Stereoscopic motion-in-depth perception: fMRI and neurophysiological studies
This project is designed to advance the integration of high field fMRI in alert macaque monkeys with "informed" neurophysiology, and to apply it in addressing a long-standing research question regarding the neural processing of stereoscopic 3-D motion. Stereo and motion are usually studied separately, and the cortical regions involved in the binocular perception of motion-in-depth in macaque monkeys are poorly characterized, while those for cyclopean (solely disparity-based) stereomotion perception are unknown. However, in humans, recent studies of the PI of the Smith-Kettlewell node have identified specialized brain regions specifically involved in cyclopean stereomotion processing, including one near the motion complex hMT+, termed the cyclopean stereomotion region.
The project is led by Prof. Paul Gamlin (UAB) and Dr. Lora Likova (Smith-Kettlewell). We have developed techniques for performing fMRI studies at high-field in alert, behaving macaques. Therefore, employing the same visual stimuli as used in humans, we will use fMRI to identify cyclopean stereomotion regions in macaques, and to then characterize neuronal responses within one targeted region. The planned studies are relevant to health, since visual field deficits in stereomotion processing are closely correlated with deficits in vergence eye movements, and the same defect in binocular interaction appears to underlie both abnormal behaviors. Studies of the neural processing of stereomotion in non-human primates will not only provide insights into the cortical areas involved in processing this motion information and in controlling vergence eye movements, but will also potentially aid in the diagnosis and treatment of strabismus and diplopia. Specifically, using fMRI we will examine the cortical areas activated by cyclopean, motion-in-depth stimuli presented with dynamic random-dot stereograms (DRDS).

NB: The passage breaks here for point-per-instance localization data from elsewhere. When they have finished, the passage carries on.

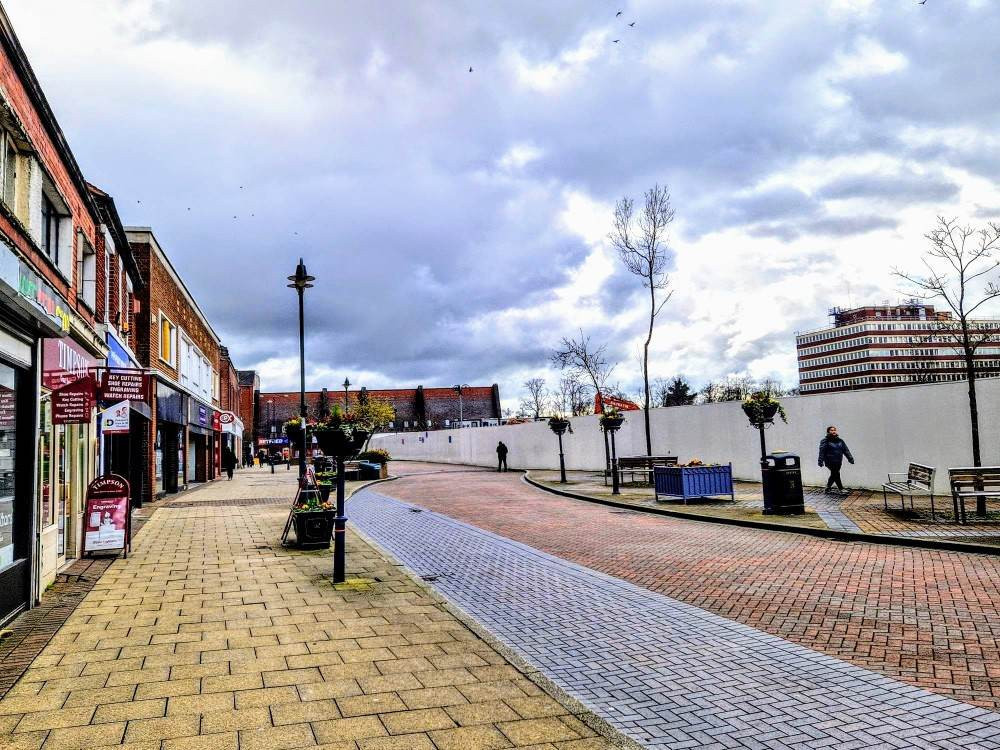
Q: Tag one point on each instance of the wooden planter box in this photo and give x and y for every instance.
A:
(314, 529)
(693, 481)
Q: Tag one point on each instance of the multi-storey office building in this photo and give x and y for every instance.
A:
(888, 345)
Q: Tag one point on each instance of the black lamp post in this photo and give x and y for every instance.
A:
(559, 426)
(611, 425)
(300, 282)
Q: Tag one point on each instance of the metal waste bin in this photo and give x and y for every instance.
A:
(781, 476)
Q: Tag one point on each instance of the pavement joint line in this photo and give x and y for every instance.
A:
(923, 542)
(856, 688)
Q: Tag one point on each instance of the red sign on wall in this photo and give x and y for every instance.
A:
(63, 362)
(74, 403)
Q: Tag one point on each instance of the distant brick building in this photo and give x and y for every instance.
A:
(416, 408)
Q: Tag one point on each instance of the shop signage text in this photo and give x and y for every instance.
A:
(125, 385)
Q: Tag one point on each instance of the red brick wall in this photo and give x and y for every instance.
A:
(14, 91)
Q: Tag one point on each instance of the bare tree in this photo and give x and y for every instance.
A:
(534, 403)
(641, 242)
(571, 398)
(959, 257)
(581, 358)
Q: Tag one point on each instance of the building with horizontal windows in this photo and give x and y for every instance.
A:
(888, 345)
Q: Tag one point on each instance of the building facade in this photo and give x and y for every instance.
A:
(416, 408)
(881, 346)
(51, 294)
(181, 352)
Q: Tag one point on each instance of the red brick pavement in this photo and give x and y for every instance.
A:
(927, 617)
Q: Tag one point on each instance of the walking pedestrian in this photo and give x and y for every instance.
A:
(832, 451)
(501, 456)
(228, 461)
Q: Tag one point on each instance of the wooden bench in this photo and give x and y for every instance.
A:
(642, 465)
(972, 481)
(918, 480)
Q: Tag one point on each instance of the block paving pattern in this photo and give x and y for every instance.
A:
(213, 636)
(927, 617)
(669, 674)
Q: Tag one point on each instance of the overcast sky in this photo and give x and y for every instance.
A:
(456, 222)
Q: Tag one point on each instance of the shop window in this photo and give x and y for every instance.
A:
(168, 340)
(86, 276)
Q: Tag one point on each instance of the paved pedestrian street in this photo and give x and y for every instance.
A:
(211, 635)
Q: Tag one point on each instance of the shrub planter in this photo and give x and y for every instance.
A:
(693, 481)
(314, 528)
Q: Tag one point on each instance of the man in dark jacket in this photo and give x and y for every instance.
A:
(832, 451)
(501, 456)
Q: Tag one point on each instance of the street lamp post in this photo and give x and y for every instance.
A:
(461, 415)
(300, 282)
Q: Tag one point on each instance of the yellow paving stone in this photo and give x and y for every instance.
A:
(535, 707)
(470, 738)
(277, 738)
(329, 689)
(138, 676)
(164, 728)
(265, 696)
(231, 721)
(407, 742)
(535, 731)
(128, 710)
(432, 697)
(378, 703)
(424, 720)
(222, 683)
(387, 683)
(74, 738)
(355, 728)
(301, 712)
(66, 717)
(188, 686)
(489, 712)
(200, 704)
(25, 741)
(278, 678)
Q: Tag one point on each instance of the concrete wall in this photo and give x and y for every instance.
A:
(884, 428)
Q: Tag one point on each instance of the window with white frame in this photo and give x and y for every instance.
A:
(168, 340)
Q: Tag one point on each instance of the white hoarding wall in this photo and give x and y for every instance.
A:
(884, 428)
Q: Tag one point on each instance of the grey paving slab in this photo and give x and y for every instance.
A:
(666, 673)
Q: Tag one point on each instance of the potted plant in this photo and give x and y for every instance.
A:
(314, 520)
(611, 419)
(342, 434)
(761, 408)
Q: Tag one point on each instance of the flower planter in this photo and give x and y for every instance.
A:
(612, 423)
(339, 443)
(693, 481)
(314, 528)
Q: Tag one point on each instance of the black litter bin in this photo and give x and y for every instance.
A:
(782, 484)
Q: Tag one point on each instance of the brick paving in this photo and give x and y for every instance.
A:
(669, 674)
(211, 635)
(929, 618)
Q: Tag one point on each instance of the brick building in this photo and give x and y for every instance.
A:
(880, 346)
(416, 408)
(249, 384)
(52, 289)
(182, 353)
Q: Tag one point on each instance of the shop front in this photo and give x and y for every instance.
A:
(169, 443)
(124, 423)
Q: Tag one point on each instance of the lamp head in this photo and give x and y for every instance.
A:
(301, 279)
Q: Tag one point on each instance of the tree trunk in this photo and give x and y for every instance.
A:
(970, 373)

These stimuli will be contrasted with appropriate, fixed-disparity DRDS stimuli. Our preliminary fMRI data from macaques have identified two well-localized foci of activation with these stimuli: one in the superior temporal sulcus (STS) in a location that partially coincides with MSTv, and the other is in the intraparietal sulcus. Next, since this is an exploratory grant of limited duration, we will concentrate our neurophysiological studies on the well-localized focus of activation within the STS. Specifically, using MRI-guided electrode placement in this targeted region, we will search for responsive neurons while the animals view cyclopean, motion-in-depth DRDS stimuli with the only cue to motion-in-depth being the change in disparity over time (CD). Next, using these stimuli, we will determine the receptive field size and location, and the speed tuning and z-axis directional selectivity of the neurons. Then, using RDS stimuli that possess both CD and interocular velocity difference motion-in-depth cues, we will examine neuronal response when both binocular cues to motion-in-depth are present. We will further characterize neuronal responses to stereomotion stimuli with frontoparallel and oblique trajectories, and during vergence eye movements.
HEALTH RELEVANCE Accurate binocular alignment of the eyes on targets at different distances requires precisely coordinated movements of the two eyes, known as vergence eye movements;individuals with deficits in vergence eye movements are often strabismic and report diplopia (double-vision). Visual field deficits in stereomotion processing are closely correlated with deficits in vergence eye movements, and it has been suggested that the same defect in binocular interaction underlies both abnormal behaviors (Regan et al., 1986). Our studies of the neural processing of cyclopean stereomotion in non-human primates will not only provide fundamental insights into the cortical mechanisms involved in processing this motion information and in controlling vergence eye movements, but will also potentially aid in the diagnosis and treatment of strabismus and diplopia.
The Smith-Kettlewell Brain Imaging Center supports a wide variety of human brain imaging modalities, including MRI, MRI morphometry, functional MRI, fMR Iretonogrphy, fMRI dynamics, functional connectivity, Granger-causal connectivity, DTI, DTI tractography, whole-head EEG, EEG functional connectivity, ERG, EEG eye tracking, electroblepharography, etc. Our work centers on human visual neuroscience and computational vision, especially in the areas of human visual processing in adults, of the diagnosis of eye diseases and cortical deficits in infants and adults, on brain plasticity in relation to low vision and blindness, and on the processes of blindness rehabilitation. We are particularly interested in the normal capabilities of binocular visual processing and its disruption by forms of traumatic brain injury.